ORLANDO, Fla. – One year after a fire decimated a honey facility in Orange County, the family-owned small business is looking to rebuild.


What You Need To Know

  • Webb’s Honey seeks to rebuild one year after electrical fire

  • Fire decimated the storefront and honey extracting, bottling facility

  • Family-run business is in process of closing on a vacant property down the road

Webb’s Honey has been selling its products out of tents, trucks and now a shed after an accidental electrical fire decimated the storefront and honey-extracting facility on the day before Thanksgiving last year.

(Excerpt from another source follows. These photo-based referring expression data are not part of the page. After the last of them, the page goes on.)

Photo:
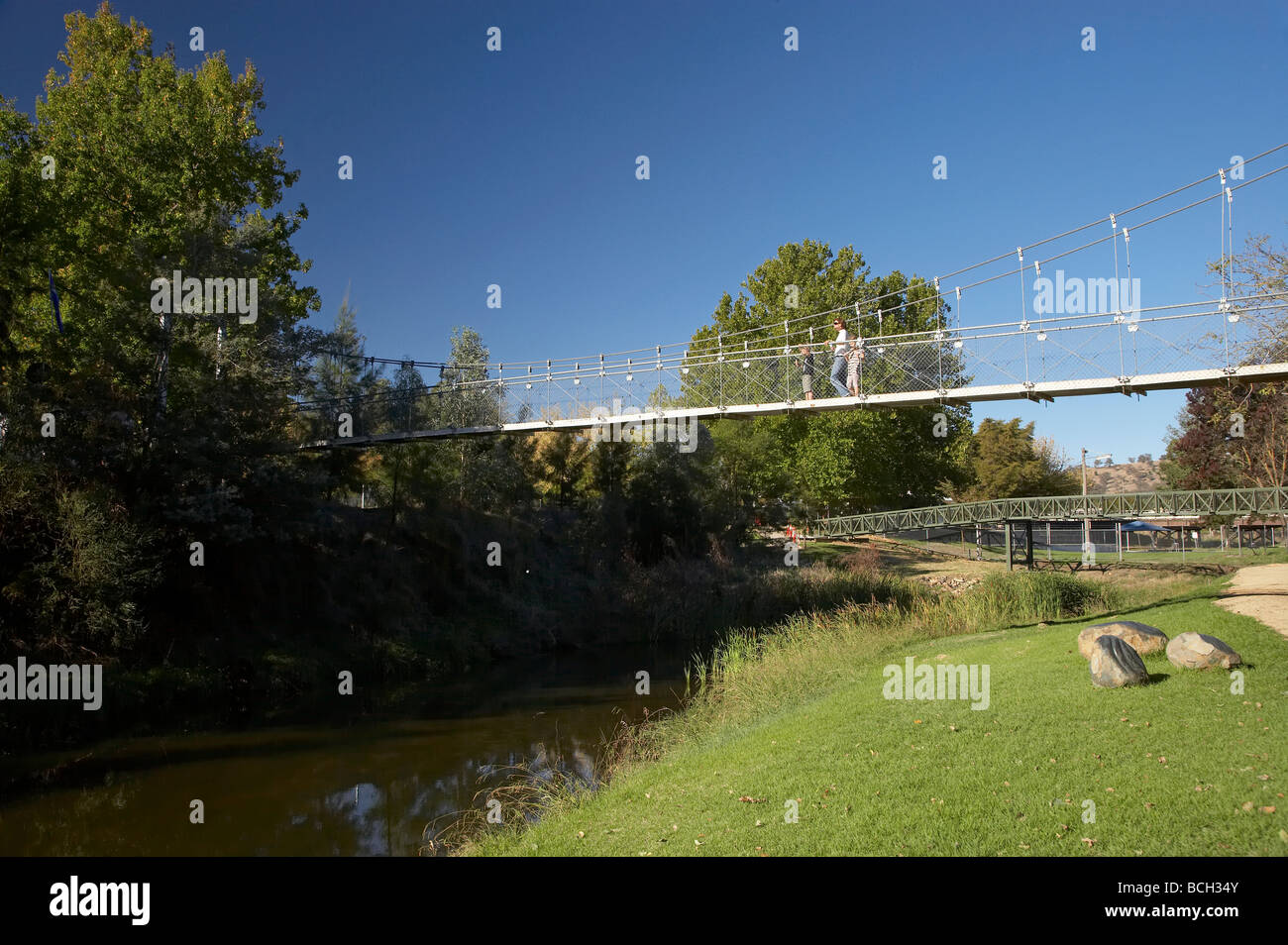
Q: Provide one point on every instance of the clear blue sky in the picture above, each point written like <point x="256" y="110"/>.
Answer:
<point x="518" y="167"/>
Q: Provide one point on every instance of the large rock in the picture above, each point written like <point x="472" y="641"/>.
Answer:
<point x="1190" y="651"/>
<point x="1115" y="664"/>
<point x="1142" y="638"/>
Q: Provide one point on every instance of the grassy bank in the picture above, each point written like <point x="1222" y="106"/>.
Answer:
<point x="404" y="610"/>
<point x="798" y="717"/>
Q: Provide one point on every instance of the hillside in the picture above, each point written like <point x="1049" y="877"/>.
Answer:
<point x="1125" y="476"/>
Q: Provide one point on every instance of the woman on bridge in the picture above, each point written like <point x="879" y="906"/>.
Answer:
<point x="838" y="368"/>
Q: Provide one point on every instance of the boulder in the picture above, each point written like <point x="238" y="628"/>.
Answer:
<point x="1115" y="664"/>
<point x="1193" y="651"/>
<point x="1142" y="638"/>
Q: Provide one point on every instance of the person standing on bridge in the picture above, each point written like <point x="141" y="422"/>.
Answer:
<point x="853" y="358"/>
<point x="838" y="347"/>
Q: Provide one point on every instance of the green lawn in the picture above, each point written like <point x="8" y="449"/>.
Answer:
<point x="1231" y="558"/>
<point x="1180" y="766"/>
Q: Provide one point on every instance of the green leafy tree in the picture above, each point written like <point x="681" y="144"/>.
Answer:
<point x="1008" y="463"/>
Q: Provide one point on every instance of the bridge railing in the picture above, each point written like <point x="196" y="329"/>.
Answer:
<point x="1163" y="347"/>
<point x="1133" y="505"/>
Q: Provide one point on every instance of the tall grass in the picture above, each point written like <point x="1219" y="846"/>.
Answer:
<point x="758" y="673"/>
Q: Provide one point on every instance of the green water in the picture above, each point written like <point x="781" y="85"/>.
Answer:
<point x="347" y="788"/>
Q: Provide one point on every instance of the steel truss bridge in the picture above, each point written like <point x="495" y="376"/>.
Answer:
<point x="1126" y="506"/>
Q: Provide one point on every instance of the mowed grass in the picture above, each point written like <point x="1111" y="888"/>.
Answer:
<point x="1181" y="766"/>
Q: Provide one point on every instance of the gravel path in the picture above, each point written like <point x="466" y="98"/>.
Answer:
<point x="1261" y="592"/>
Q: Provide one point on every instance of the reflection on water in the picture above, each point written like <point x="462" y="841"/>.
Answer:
<point x="360" y="789"/>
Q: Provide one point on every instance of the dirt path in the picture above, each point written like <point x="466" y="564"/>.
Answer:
<point x="1261" y="592"/>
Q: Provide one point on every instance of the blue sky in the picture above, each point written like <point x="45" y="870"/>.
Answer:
<point x="518" y="167"/>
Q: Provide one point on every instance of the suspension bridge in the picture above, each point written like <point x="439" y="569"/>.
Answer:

Autumn Webb, who runs Webb’s Honey with her beekeeper father, says they have been taking things one step at a time. “We’ve got to figure out how to clean all this up really,” she said of the soot-covered building. “We have some help from the insurance for debris removal, but I don’t know how much that’s going to cover.”

Webb says the fire caused close to $1 million in damages to the building and its contents. She says they have spent most of the insurance money to catch up, from fixing up a shed to serve as a store, to maintaining payroll for 6 employees, to outsourcing honey extracting and bottling.

Webb is thankful for the community’s support, saying customers donated thousands of dollars in the aftermath.

Now, Webb says her family is in the process of closing on a vacant property ten minutes down the road. They lease the property their business is on now.

She hopes to have everything finalized around the end of the year and begin construction on a new facility. 

“I’m really excited to see what we’re going to do,” she said. “We have a lot of big ideas that we’re going to try and implement, and I think it’ll just be bigger and better than before.”